Come chorus time, though, I am pleased to announce: glam is back. The bridge hints at it – the guitars start to growl as the singer builds it up in his best Glaswegian: didnae ya know, didnae ya feel… Then boom. It’s a chorus straight out of 1973, worthy of Wizzard or Eurovision-era ABBA: I dedicate to you, All my love, My whole life through, I’ll love you. Forever and ever…
As a declaration of love, it’s a bit much, a bit stalkery. As a pop song, it’s great. I’m really enjoying this. Why isn’t this on all the seventies ‘Best Ofs’, alongside ‘See Me Baby Jive’ and ‘Come Up and See Me’? The way it spins on a sixpence, from verse to chorus and back again, reminds me somehow of the old Johnny Preston hit from 1960, ‘Running Bear’, which also swung from goofy verses to rocking chorus.
By the end, the rock ‘n’ roll vibe has been boosted by doo-wop backing vocals, sealing this record’s place as a hidden gem I’m very glad to have discovered. Any song that descends into doo-wop backing vocals is fine by me. Slik were a band from Glasgow, and were fronted by James ‘Midge’ Ure (all the other band members took nicknames too: Oil Slik, Lord Slik and Jim Slik… a full twenty years before the Spices!) Ure, of course, is much better known as the frontman of Ultravox, who will famously never have a #1 single, and you can definitely hear the roots of his later work in this pop hit.
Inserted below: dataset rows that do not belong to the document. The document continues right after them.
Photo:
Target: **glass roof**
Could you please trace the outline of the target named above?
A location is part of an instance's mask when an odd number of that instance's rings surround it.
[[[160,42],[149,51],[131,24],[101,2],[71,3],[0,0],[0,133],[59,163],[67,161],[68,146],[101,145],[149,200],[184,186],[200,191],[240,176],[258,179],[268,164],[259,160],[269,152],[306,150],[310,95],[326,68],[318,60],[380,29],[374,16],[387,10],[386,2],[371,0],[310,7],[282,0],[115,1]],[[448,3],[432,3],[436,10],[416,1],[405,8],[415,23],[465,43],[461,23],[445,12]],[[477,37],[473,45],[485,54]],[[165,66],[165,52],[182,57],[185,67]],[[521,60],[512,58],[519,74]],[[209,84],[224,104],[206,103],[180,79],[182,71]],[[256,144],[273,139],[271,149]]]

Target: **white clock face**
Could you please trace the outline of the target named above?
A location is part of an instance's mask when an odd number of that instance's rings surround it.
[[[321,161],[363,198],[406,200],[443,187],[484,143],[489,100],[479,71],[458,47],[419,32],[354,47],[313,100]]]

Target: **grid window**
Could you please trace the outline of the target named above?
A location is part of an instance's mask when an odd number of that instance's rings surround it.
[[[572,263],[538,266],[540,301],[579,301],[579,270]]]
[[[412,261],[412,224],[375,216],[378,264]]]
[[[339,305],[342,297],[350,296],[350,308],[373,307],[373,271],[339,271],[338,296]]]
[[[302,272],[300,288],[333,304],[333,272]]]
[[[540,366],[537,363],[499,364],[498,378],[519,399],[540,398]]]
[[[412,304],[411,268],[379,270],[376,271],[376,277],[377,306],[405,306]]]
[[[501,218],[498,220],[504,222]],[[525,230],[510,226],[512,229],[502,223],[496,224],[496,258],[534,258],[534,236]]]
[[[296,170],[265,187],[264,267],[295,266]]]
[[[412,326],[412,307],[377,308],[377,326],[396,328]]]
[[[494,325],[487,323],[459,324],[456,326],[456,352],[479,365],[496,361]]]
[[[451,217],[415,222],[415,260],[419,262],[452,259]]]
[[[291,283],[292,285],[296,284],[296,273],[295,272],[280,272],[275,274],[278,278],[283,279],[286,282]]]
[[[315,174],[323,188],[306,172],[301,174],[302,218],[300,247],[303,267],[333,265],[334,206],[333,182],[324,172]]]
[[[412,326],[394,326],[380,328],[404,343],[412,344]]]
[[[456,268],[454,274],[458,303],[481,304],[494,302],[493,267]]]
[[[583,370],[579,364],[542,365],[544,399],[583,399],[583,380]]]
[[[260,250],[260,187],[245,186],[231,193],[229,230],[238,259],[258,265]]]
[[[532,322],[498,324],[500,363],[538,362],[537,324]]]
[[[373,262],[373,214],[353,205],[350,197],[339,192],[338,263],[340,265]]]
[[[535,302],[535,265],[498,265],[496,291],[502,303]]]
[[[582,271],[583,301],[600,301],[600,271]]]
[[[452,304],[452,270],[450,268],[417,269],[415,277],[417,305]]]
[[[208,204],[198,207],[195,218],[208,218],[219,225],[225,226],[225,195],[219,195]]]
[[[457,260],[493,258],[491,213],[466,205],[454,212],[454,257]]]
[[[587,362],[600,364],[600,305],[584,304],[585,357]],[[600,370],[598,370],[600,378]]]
Slik were marketed as a new Bay City Rollers, and their hits were written by Bill Martin and Phil Coultier, who wrote many of the Rollers’ songs. This hit was turned down by the Rollers, after being recorded by 2nd rate glam rock outfit Kenny, eventually finding its way into Slik’s hands. I’d place ‘Forever and Ever’ as head and shoulders above either of the Bay City Rollers’ chart-toppers, or indeed any of their non-chart topping singles too. It’s a cracker. Slik faded away quickly, registering just once more on the Top 40, but their lead singer will be back in this countdown, in a decade or so.